We’re all hearing headlines about a looming recession in the near future but what does this actually mean? In general terms recessions are defined as 2 consecutive quarters where the US GDP, Gross Domestic Product in our economy, declines. Since our great recession of 2007 to 2011 or 12, many fear hearing of this word. We need to remember economies and businesses have cycles; so a recession isn’t to be feared as much as expected. We’ve had 10 or so years of strong economic expansion, so we have to know or expect we’ll see some flattening or declines to come. The point being, most recessions are much milder than the our recent memories recall.


What happens to real estate in a recession?
Generally a mild pull back in prices occur but most often for a very short time frame. We’ve been seeing this pull back in prices since the summer of 2018 in many price ranges. Yes, we still see multiple offers in many areas and price ranges, but in the overall, the statistics show a decline in home values in most of King County, less so in Snohomish County and only minorly in Pierce County. More importantly, we are seeing interest rates declining, pretty sharply from last fall, so today we’re in the 3.75% range where last fall this was 4.875% or higher. This decline may well continue with the fears of recession, as the government tries to keep the real estate industry as active as possible. Again, an active real estate market is critical to an active and productive overall economy.

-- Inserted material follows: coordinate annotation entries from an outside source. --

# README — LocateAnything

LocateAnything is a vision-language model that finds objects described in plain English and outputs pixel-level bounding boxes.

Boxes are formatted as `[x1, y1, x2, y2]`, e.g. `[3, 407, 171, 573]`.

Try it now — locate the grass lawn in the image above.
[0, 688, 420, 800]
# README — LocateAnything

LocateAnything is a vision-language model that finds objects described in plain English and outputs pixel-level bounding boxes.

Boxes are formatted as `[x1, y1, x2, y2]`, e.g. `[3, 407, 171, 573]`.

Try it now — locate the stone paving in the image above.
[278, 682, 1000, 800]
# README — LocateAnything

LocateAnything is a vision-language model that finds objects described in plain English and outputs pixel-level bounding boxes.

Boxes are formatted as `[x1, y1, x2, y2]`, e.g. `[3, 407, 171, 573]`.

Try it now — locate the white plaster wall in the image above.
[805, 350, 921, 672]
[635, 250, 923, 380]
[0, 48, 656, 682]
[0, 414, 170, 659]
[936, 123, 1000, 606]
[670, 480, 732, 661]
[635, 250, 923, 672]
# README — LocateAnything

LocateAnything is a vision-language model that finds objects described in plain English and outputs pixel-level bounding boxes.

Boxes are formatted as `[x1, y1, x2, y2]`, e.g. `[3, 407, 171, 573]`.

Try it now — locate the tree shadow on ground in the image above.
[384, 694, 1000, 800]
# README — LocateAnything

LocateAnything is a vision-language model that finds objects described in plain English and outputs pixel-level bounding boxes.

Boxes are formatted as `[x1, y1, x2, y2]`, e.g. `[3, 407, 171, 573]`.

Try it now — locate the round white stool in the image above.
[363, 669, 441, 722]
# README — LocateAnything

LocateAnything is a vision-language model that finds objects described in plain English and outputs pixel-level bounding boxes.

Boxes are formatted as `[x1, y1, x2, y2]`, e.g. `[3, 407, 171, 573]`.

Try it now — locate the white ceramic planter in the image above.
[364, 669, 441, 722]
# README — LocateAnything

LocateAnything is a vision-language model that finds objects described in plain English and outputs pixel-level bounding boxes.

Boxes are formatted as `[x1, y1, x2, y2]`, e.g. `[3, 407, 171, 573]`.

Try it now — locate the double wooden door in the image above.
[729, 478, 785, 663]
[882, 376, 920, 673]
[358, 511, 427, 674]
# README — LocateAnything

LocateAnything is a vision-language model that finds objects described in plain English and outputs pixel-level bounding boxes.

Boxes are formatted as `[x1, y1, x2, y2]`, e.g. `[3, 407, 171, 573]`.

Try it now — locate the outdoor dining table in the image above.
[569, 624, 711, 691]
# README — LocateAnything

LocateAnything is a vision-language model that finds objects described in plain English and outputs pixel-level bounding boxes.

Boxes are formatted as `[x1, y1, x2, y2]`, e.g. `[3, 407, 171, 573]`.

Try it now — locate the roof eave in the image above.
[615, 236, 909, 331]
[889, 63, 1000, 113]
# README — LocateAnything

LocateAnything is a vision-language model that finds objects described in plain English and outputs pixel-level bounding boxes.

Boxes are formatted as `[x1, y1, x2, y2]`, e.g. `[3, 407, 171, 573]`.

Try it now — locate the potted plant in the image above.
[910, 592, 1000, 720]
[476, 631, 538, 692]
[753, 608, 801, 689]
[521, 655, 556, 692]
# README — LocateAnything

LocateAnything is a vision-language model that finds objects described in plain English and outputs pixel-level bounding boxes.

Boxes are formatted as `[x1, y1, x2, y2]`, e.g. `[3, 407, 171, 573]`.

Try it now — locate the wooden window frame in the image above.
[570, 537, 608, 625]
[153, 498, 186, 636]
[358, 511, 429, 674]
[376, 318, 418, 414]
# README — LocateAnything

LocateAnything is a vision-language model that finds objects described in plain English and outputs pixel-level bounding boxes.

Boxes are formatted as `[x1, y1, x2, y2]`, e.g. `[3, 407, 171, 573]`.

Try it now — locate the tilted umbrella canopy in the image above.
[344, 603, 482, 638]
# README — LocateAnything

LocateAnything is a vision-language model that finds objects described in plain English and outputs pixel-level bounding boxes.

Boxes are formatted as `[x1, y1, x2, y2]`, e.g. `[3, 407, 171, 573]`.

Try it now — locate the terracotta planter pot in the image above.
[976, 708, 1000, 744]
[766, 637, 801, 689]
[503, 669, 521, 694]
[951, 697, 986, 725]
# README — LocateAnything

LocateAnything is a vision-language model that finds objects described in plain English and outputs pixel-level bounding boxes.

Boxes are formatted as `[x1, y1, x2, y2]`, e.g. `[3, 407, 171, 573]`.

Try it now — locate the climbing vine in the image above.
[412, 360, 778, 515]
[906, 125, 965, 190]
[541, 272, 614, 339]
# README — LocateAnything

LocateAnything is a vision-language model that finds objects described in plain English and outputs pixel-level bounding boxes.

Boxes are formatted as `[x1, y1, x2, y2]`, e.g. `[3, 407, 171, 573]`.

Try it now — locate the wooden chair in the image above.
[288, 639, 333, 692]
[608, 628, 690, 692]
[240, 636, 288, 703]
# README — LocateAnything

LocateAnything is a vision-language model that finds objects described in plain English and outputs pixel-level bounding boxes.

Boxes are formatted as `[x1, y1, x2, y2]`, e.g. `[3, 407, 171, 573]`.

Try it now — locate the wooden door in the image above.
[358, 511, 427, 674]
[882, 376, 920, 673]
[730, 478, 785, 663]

Can you tell which direction is “right”?    Photo by Leo Foureaux on Unsplash



Real Estate is Local I can’t emphasize this point enough. Yes, we are seeing weakness in many economies around the world and yes we are not immune to these fluctuations. That said, our local economy is considered one of the strongest and most diverse in the US. Sure we have to worry about trade wars, prices of exports, tariffs, etc. but we also need to recognize the continuing strength and demand of companies to move, grow and expand in our region. More so than most any other area in the US, we have a very strong growth component here and very resilient companies expanding in our region. Millions of square feet of office space is pre-leased and under construction. This means tens of thousands of new jobs for our area. Is there a minor dip in prices now–you bet, but in most cases this is 5-7% or less. Fear of recession and ignoring of the broader picture are mostly to blame. The companies moving and expanding here are making long range plans, well after any “news-touted” recession comes and goes. This area has been more resistant and resilient to recession than other parts of the country and this growth will only reinforce this resilience.

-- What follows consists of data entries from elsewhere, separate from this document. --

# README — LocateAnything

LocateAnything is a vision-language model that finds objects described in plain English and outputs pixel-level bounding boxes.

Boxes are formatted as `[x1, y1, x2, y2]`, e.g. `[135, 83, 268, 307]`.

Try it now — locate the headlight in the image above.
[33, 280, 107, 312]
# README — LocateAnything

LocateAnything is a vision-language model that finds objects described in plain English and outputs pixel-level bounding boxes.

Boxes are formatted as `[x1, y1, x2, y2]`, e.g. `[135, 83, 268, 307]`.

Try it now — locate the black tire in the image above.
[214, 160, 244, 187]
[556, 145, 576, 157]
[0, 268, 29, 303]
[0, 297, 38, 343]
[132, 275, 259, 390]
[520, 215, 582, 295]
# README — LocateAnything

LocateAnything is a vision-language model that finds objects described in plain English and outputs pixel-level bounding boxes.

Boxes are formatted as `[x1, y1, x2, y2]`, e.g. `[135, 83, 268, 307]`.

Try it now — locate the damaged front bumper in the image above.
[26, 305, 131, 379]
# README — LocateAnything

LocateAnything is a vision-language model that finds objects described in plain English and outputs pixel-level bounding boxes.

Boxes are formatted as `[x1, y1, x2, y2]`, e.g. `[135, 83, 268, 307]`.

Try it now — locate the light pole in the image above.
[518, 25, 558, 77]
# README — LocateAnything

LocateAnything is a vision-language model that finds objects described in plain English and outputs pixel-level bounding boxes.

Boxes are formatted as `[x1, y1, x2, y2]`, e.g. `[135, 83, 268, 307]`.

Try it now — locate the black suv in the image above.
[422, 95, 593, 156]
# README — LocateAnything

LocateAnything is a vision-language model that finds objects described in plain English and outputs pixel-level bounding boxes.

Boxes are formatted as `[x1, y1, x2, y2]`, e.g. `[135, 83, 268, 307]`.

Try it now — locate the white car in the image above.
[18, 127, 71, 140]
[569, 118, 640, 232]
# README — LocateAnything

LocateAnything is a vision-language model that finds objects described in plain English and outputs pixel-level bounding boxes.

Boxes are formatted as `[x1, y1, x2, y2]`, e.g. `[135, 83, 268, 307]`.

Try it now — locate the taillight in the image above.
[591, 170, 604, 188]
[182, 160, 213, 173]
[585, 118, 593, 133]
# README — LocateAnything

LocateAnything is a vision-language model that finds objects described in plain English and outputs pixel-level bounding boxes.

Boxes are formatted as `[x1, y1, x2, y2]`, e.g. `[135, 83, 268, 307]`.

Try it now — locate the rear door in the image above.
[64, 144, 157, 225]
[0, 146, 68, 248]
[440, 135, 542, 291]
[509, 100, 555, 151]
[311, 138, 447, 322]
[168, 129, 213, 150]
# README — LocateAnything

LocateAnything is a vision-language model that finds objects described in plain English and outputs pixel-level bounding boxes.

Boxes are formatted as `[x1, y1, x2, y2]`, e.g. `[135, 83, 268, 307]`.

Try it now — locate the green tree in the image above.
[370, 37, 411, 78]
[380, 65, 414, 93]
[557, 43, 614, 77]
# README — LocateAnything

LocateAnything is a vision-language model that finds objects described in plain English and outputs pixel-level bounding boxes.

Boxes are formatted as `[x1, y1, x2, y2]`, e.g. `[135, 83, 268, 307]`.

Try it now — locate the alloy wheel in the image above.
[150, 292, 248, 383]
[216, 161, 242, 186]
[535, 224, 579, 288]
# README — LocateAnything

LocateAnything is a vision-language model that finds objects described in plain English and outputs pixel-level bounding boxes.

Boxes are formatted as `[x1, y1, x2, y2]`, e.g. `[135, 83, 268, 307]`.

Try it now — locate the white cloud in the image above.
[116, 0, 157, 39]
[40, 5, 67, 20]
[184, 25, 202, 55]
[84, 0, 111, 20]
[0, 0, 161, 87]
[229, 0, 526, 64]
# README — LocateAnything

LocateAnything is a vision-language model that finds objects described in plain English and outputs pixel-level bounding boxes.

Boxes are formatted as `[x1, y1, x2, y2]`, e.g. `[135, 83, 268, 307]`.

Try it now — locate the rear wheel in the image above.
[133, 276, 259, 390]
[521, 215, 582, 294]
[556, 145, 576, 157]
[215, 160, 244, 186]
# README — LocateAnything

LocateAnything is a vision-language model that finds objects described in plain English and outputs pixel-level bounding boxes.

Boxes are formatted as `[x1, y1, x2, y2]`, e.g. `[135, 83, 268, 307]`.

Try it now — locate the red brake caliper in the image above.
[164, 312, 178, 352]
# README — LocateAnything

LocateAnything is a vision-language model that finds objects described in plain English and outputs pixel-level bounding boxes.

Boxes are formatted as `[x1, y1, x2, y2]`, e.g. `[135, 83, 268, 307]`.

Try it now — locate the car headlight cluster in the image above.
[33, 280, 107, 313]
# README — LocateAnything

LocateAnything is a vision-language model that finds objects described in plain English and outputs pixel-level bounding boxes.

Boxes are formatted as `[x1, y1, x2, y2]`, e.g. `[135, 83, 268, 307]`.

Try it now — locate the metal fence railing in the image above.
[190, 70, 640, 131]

Shouldn’t I wait for a bottom if prices and interest rates are lowering? As the adage goes, you can only see the peak or the bottom of a valley in the rear view mirror. Are you looking to buy a home for a longer range investment? I always encourage buyers to think and act long term. Buy when you have a true need or desire. If you’re looking to flip houses, our market has been tough for the past 5 years. If you’re looking for a home, we’re in the best market conditions we’ve had for at least 3 years. Inventory is up; buyer’s have selection. Sellers looking to stay in our area can finally find homes to buy before they sell. Financing options and market conditions are now available to help you transition to your new home. So yes, you can wait, hope to time the market to your best advantage but this means being constantly involved, diligent and immersed in the area you want to be in. Micro markets are the norm. You can’t generalize that $600K price range in Kenmore is the same as in Bothell, or one area of Kirkland, Bellevue or Redmond is the same as other areas of the same city. They most likely aren’t. What makes more sense is to determine what you really want to find; what style, size, neighborhood, price range, etc. works best for you and be prepared to act when an opportunity arises. Don’t be surprised to still be in multiple offers.

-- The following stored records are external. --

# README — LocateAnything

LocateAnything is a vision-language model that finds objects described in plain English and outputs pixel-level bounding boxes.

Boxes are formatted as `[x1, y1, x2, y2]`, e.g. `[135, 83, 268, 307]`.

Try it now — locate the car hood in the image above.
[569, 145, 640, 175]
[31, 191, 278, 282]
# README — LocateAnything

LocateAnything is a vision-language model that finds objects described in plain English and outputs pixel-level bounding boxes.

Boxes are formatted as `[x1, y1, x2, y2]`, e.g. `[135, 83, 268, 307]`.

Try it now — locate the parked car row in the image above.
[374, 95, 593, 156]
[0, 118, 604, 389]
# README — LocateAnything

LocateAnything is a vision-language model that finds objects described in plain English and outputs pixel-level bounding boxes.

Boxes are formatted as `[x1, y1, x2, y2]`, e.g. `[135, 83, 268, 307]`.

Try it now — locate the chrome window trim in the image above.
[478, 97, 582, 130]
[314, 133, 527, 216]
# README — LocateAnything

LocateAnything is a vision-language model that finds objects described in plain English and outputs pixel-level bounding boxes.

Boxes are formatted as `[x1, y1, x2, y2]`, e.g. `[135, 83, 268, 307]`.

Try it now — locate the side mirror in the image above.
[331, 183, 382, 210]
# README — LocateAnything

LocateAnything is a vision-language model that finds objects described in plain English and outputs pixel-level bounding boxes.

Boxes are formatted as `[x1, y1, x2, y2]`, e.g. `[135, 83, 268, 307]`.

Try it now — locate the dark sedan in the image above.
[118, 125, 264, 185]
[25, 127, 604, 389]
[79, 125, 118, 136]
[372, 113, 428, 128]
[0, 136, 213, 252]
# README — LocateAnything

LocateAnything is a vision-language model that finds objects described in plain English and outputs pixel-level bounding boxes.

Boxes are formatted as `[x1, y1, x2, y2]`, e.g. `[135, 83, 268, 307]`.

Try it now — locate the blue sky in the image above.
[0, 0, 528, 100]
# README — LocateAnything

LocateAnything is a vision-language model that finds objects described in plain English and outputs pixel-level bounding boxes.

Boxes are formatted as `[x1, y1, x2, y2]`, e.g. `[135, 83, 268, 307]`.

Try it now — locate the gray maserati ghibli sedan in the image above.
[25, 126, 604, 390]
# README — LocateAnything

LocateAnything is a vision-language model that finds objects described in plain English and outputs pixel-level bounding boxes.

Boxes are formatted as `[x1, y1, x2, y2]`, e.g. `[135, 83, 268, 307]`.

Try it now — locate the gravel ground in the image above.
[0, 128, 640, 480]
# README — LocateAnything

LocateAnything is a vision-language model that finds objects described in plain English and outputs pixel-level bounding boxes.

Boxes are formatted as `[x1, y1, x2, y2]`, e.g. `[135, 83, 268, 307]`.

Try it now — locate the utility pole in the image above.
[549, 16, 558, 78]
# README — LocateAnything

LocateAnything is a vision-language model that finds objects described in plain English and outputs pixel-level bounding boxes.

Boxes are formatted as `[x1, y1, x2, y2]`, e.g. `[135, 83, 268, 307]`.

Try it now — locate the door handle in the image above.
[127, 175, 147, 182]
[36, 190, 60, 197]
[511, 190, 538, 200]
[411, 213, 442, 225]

Fall is generally a very active market. Once kids are back to school and vacation season is mostly over, real estate activity normally increases. More new homes come on the market. Interest rates make them more affordable and price/cost conscious buyers are back to actively looking. People planning to work for Amazon when they make a bigger move to the Eastside, or Facebook, Google, Microsoft are looking now; not waiting until 2022 or 2023 when then know 50,00+ new jobs and workers will be here in the search. You can capture that future demand and home value appreciation by buying now. You’ll still be in that home in 3 years and smiling at your wisdom of looking while the pace was slower and the best interest rates in almost a decade were yours.

So are we headed for a recession? Who cares isn’t the right answer, but neither is seeking shelter from any fallout. We are and will continue to be fine, resilient and leaders of any turn around and rebound in the economy. If your job is secure, chances are your wages are up and your future is brighter than the doomsday headlines. Don’t be frightened by what won’t happen. Look at what is actually happening and believe in these actions and activity.